Le cycle menstruel est typiquement caractérisé par trois phases : la phase folliculaire (FP), qui commence avec les menstruations ; la phase ovulatoire (OP) ; et la phase lutéale (LP), qui présente une concentration élevée en progestérone et initie le cycle à nouveau. Plusieurs réactions en chaîne hormonales sont associées au cycle menstruel et peuvent avoir une influence sur la capacité physique féminine. Les femmes prenant des OCP ont moins d'amplitude dans leur statut hormonal et ne peuvent pas être considérées comme ayant des cycles menstruels " normaux ", même si elles peuvent avoir des modèles de saignement réguliers en raison du régime hormonal de leurs OCP. C'est pourquoi, dans cette étude, les termes saignement de privation et cycle standard des OCP sont utilisés au lieu de menstruations et cycle menstruel.

Dans cette étude, nous avons voulu comparer les variations réelles du VP avec les variations prédites par un modèle multi paramétrique basé sur un panel de biomarqueurs descriptifs du volume chez des femmes actives pendant 8 semaines. Nous avons également voulu illustrer l'efficacité du modèle pour évaluer les variations potentielles des biomarqueurs du PBA chez des femmes physiquement actives prenant des OCP sur deux cycles d'OCP. Pour répondre à notre question de recherche, nous avons d'abord émis l'hypothèse que les variations potentielles du VP et les variations prédites calculées par le modèle seraient en bon accord et que le modèle permettrait d'expliquer les ATPF potentiels. Enfin, nous avons également émis l'hypothèse que les biomarqueurs du PBA resteraient stables au cours d'un cycle standard d'OCP chez les femmes actives prenant de l'OCP.

Matériel et méthodes

 Sujets de l'étude

Quinze femmes en bonne santé, âgées de 23,2 ± 2,4 ans et présentant des saignements réguliers, se sont portées volontaires pour participer à cette étude et ont été suivies pendant 8 semaines (correspondant à deux cycles consécutifs d'OCP). Le recrutement a été effectué en contactant des étudiants de l'Institut des Sciences du Sport de l'Université de Lausanne et s'est poursuivi par une méthode d'échantillonnage en boule de neige.

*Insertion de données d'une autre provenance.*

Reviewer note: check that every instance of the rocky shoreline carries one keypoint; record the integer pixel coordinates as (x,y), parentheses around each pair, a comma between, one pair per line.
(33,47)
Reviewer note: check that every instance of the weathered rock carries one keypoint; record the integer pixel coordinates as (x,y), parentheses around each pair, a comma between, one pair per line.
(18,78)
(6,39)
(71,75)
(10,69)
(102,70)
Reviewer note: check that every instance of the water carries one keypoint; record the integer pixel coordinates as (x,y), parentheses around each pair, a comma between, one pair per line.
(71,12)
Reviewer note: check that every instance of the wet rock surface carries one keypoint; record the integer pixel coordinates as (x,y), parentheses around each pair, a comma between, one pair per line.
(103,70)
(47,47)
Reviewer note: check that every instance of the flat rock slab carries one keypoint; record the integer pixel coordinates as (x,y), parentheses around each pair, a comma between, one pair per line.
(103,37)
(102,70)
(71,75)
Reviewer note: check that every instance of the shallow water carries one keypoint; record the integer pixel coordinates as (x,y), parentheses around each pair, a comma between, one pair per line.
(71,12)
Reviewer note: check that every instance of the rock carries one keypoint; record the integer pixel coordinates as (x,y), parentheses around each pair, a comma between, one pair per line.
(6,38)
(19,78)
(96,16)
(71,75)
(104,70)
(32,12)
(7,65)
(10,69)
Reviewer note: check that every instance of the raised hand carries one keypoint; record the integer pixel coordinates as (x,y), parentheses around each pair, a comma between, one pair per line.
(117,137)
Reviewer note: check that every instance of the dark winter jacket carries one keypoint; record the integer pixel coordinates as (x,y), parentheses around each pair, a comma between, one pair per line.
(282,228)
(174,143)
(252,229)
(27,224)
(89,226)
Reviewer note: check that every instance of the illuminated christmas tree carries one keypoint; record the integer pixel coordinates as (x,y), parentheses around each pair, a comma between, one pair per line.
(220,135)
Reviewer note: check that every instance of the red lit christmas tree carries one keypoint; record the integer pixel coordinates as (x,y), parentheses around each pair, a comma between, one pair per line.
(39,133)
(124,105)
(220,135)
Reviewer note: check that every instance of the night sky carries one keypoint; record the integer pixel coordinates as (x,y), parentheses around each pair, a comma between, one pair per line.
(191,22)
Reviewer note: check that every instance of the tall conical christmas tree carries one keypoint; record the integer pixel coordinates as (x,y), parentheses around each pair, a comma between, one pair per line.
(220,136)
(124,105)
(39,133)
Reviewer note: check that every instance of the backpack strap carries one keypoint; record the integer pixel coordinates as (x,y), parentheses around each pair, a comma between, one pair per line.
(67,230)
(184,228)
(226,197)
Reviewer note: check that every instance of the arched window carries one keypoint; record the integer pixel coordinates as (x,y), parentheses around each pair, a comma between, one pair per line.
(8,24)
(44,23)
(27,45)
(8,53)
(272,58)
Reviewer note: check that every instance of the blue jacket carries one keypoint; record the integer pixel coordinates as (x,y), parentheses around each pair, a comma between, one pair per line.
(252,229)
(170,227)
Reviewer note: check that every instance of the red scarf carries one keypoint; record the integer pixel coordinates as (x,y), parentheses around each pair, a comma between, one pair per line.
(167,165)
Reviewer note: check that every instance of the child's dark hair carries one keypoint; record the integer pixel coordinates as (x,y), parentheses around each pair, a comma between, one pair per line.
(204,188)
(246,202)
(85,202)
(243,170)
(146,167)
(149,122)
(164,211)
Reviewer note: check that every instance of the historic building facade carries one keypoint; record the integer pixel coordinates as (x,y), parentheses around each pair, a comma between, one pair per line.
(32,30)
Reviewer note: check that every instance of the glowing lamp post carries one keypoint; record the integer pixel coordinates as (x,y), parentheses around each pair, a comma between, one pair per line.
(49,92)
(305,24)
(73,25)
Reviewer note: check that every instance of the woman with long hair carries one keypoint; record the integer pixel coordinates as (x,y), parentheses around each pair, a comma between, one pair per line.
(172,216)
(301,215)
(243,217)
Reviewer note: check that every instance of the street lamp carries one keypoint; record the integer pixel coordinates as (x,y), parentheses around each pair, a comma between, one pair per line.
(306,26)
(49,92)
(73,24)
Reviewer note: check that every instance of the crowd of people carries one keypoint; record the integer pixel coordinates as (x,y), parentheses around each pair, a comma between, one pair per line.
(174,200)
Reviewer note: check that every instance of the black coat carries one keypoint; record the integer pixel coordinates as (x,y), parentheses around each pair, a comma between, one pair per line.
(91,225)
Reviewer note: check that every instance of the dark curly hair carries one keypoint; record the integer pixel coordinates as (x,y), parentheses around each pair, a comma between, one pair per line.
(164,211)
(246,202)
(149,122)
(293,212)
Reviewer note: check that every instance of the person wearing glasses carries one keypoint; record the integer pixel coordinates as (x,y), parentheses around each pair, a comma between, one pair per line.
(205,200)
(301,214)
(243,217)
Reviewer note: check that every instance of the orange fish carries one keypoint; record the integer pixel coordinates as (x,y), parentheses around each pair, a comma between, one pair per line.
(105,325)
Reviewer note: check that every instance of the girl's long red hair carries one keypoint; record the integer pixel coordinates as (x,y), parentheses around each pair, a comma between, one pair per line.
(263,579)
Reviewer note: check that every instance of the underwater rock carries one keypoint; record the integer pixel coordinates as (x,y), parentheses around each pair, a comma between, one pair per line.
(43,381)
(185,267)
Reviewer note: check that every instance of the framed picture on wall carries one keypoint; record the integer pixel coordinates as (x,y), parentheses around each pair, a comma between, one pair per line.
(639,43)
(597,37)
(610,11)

Un minimum de 4 heures d'activité physique hebdomadaire était requis pour participer, et les sujets ont fait de l'exercice pendant une moyenne de 297 ± 100 min par semaine pendant l'étude. Tous les sujets avaient un cycle régulier de 28,5 ± 1,5 jours et prenaient un contraceptif oral. La prise de médicaments a été enregistrée, et aucun sujet n'a signalé de supplémentation en fer tout au long de l'étude. Les procédures et les risques ont été pleinement expliqués aux sujets, et tous ont donné leur consentement écrit pour participer à l'étude. Cette étude a été approuvée par le comité d'éthique local et menée conformément à la Déclaration d'Helsinki.

 Plan de l'étude

Pendant 8 semaines, des échantillons de sang et de sérum ont été collectés, et la masse en hémoglobine (Hbmass) et le PV ont été mesurés une fois par semaine. Il a été demandé aux sujets de se présenter au laboratoire chaque semaine pendant les deux cycles à la même heure de la journée (pour éviter les variations circadiennes putatives). En raison de la pandémie de COVID-19, un sujet a dû s'auto-isoler, et ainsi, huit échantillons ont été collectés sur deux cycles non consécutifs sur une période de 3 mois. Il a été demandé aux participants d'enregistrer leurs cycles de pilules contraceptives orales par le biais d'une application smartphone dédiée, en indiquant les jours de leur hémorragie de privation (et les schémas de saignement) (Clue : Period Tracker, Ovulation & Cycle Calendar). Les variables hématologiques ont été analysées par ordre chronologique sur les 8 semaines consécutives indépendamment de la phase du cycle (W1-W8), W1 représentant la première visite. En outre, pour évaluer les schémas récurrents, les variables hématologiques ont été regroupées en phases basées sur le premier jour de leur saignement et analysées. Les phases successives suivant la semaine de l'hémorragie ont été définies pour l'analyse comme suit : P0 représente la semaine de l'hémorragie de privation, P1 représente P0 plus 1 semaine, P2 représente P0 plus 2 semaines et P3 représente P0 plus 3 semaines. La différenciation des phases successives en semaines suivant le saignement de retrait a été préférée à la séparation des phases menstruelles (FP, OP et LP) car la prise de PCO émousse la régulation hormonale naturelle de ces dernières phases. Pour suivre l'activité physique tout au long de l'étude, les participantes ont été invitées à remplir un journal d'entraînement personnel dans lequel elles ont consigné chaque séance d'entraînement (date, sport, durée, taux d'effort perçu [RPE] et sensation physique après l'entraînement) pendant toute la période d'étude, à partir de la première visite au laboratoire. Le volume d'entraînement (min), l'intensité (en RPE) et la charge (min x RPE) ont ensuite été calculés à partir de ces données.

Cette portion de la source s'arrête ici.